Anybody that’s ever laced up a pair of skates knows that even if you can’t dangle like some of the game’s greats, there’s still a place in the game for guys that like the rough stuff.
From the moment the trio first takes the ice for the Chiefs, they are crowd pleasers.
Jeff, Steve and Jack begin to run roughshod over the league with their horn-rimmed glasses, sweet lids and foiled knuckles. From pregame donnybrooks with the opposition to trips into the stands to throw haymakers with fans, the Hanson brothers become rock stars to the Charlestown faithful.
They might not be the most talented dudes to ever play the fastest game on ice, but they might the most popular.
If you can’t make it on the ice, how about on the links?
Gilmore would have been a Hanson brothers’ clone if only he could have skated.
After getting cut from yet another hockey tryout, Adam Sandler’s character accidentally uncovers an uncanny ability to hit a golf ball farther than was thought to be humanly possible.
Unfortunately, his hands around the greens are akin to those of a blacksmith. But his hockey stick putter eventually comes around with the help of coach Chubbs Peterson (Carl Weathers), and he becomes a legit contender for tour hot shot Shooter McGavin (Christopher McDonald). Happy’s course antics include hockey fighting a guy on the course, and getting knocked out by Bob Barker in a pro-am.
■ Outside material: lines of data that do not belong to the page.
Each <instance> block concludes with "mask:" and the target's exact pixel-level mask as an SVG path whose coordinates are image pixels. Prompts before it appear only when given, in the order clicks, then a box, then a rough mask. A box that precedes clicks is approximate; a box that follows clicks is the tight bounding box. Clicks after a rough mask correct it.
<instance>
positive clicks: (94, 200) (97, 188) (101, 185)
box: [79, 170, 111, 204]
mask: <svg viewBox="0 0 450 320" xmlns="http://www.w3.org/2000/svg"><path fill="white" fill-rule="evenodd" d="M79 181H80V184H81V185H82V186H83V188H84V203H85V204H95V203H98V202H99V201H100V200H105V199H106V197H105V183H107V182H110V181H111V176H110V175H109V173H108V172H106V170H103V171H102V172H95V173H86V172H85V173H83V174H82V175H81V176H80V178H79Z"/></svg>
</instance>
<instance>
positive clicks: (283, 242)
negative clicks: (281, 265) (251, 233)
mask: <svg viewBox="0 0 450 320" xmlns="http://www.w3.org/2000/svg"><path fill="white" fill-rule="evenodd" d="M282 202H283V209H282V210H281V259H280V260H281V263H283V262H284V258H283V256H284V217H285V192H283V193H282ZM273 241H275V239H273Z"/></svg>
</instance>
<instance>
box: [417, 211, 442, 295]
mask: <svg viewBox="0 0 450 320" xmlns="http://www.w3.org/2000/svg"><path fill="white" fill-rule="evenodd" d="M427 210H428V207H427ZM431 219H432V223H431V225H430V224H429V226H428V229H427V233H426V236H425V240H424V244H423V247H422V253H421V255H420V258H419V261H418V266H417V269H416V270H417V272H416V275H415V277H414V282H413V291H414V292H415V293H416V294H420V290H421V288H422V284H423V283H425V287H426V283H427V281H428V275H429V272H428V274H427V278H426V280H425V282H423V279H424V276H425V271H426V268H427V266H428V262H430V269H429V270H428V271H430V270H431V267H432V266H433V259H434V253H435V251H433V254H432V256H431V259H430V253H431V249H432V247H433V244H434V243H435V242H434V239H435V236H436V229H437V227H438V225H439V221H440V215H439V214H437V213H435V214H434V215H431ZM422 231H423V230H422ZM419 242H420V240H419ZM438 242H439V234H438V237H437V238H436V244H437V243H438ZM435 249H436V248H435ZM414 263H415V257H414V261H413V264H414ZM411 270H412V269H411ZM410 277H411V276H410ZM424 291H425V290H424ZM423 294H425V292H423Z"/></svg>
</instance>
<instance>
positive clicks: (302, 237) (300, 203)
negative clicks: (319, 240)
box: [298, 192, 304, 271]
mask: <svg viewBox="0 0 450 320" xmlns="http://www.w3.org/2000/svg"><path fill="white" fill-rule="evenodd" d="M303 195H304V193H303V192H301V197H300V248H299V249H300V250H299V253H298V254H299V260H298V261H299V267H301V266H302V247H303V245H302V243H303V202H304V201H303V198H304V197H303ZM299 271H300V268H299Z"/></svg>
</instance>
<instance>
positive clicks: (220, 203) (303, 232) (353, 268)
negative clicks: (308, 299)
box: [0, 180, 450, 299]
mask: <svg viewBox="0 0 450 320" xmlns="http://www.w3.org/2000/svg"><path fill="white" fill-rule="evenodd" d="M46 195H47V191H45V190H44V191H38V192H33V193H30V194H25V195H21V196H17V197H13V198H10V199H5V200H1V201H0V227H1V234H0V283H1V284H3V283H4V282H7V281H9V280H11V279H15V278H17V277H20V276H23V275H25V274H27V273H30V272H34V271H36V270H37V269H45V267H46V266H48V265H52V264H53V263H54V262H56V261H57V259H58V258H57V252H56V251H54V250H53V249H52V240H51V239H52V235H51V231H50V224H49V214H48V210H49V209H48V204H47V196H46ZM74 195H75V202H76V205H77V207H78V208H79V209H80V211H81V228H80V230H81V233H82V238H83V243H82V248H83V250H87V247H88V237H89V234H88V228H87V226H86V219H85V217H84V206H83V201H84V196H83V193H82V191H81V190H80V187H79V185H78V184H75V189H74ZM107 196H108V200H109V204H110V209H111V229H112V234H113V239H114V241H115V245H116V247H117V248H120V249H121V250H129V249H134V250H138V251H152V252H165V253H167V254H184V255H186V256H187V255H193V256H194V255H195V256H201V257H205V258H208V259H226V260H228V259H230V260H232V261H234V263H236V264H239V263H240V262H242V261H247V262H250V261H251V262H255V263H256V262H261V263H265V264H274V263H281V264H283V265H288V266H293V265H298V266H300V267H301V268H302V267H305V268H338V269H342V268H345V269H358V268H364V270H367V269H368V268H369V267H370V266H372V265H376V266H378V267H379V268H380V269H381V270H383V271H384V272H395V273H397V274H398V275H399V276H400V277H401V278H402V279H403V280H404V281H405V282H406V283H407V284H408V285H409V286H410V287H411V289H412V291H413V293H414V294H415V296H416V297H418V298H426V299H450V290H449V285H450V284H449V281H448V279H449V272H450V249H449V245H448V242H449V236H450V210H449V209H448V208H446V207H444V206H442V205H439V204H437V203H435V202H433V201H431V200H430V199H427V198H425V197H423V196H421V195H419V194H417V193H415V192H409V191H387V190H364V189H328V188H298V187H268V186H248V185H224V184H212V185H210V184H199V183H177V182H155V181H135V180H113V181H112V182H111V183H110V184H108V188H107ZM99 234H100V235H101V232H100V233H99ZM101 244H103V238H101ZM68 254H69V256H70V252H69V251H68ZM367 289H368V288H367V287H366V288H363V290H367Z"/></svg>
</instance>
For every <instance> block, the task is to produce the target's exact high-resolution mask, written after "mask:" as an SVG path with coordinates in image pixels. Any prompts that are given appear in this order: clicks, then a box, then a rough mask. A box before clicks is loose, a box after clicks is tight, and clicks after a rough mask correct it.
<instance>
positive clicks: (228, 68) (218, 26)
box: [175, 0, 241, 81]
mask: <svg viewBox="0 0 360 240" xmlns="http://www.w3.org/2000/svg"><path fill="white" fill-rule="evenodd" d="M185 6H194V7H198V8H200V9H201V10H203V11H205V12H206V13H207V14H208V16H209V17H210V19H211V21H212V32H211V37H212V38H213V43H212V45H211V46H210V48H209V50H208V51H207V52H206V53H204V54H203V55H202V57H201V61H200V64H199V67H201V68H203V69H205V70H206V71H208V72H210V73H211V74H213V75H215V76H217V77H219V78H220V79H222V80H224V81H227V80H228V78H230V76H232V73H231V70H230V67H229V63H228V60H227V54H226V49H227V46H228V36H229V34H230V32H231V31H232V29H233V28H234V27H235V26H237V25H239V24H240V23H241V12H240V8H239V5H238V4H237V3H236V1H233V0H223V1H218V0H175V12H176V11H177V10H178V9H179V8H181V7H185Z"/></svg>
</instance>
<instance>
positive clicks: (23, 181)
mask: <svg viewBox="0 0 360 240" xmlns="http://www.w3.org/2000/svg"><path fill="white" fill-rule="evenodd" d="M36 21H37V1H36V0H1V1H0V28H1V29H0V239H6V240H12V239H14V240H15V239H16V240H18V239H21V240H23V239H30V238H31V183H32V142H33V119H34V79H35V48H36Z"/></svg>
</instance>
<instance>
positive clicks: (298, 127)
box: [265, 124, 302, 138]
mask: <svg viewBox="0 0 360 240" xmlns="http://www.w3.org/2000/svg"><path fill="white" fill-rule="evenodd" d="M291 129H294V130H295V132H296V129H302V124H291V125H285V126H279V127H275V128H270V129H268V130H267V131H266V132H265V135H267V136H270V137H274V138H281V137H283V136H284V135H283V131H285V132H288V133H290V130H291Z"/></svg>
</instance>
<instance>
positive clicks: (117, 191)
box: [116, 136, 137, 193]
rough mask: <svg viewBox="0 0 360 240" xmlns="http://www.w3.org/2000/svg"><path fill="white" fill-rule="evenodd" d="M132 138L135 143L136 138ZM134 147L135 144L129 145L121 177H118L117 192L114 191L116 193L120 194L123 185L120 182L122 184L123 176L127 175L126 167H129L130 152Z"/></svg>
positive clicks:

Anyone who’s watched the movie and says they haven’t tried to hit a “Happy Gilmore Drive” is lying.
Rick “Wild Thing” Vaughn – Major League
Major League isn’t the best baseball movie ever made, but Ricky Vaughn is a classic. Charlie Sheen’s character has a Nolan Ryan type fastball but can’t hit the broad side of a barn. Anything over the plate is unhittable, but the chances of Vaughn throwing it there are miniscule.
After his manager figures out that the Wild Thing has vision problems, glasses make him the most dominant closer in the game.
Adding to the Wild Thing’s appeal is a haircut that looks like it was done by a lawnmower and penchant for throwing right hooks as hard as his fastballs.
Roy Munson - Kingpin
What’s not to love about an alcoholic bowler with a prosthetic hand?
Young Roy Munson (Woody Harrleson) is on his way to bowling fame and fortune until a hustle contrived by Ernie McCracken (Bill Murray) goes wrong.
Munson loses his bowling hand and his career as a result and goes on to a life of drinking and bowling alley supplies. Upon discovering what he thinks is a prodigy in Ishmael Boorg (Randy Quaid), the two hatch a plan to win the $1,000,000 purse in an Open tourney in Nevada.
Along the way, Munson rediscovers his game, only to succumb to the legendary McCracken himself. Anyone who’s seen this movie will always pay rent on time.
Without question, the greatest decathlete ever.
Belushi’s Saturday Night Live skit is one of the greatest product endorsements ever done by an athlete.
Belushi plays himself, a champion decathlete that looks more like competitive eater. Footage shows him participating in a variety of events before he comes on to endorse his breakfast of choice – Little Chocolate Donuts.
Not only is he schilling for a breakfast that isn’t exactly Wheaties, he does so while smoking. Massive.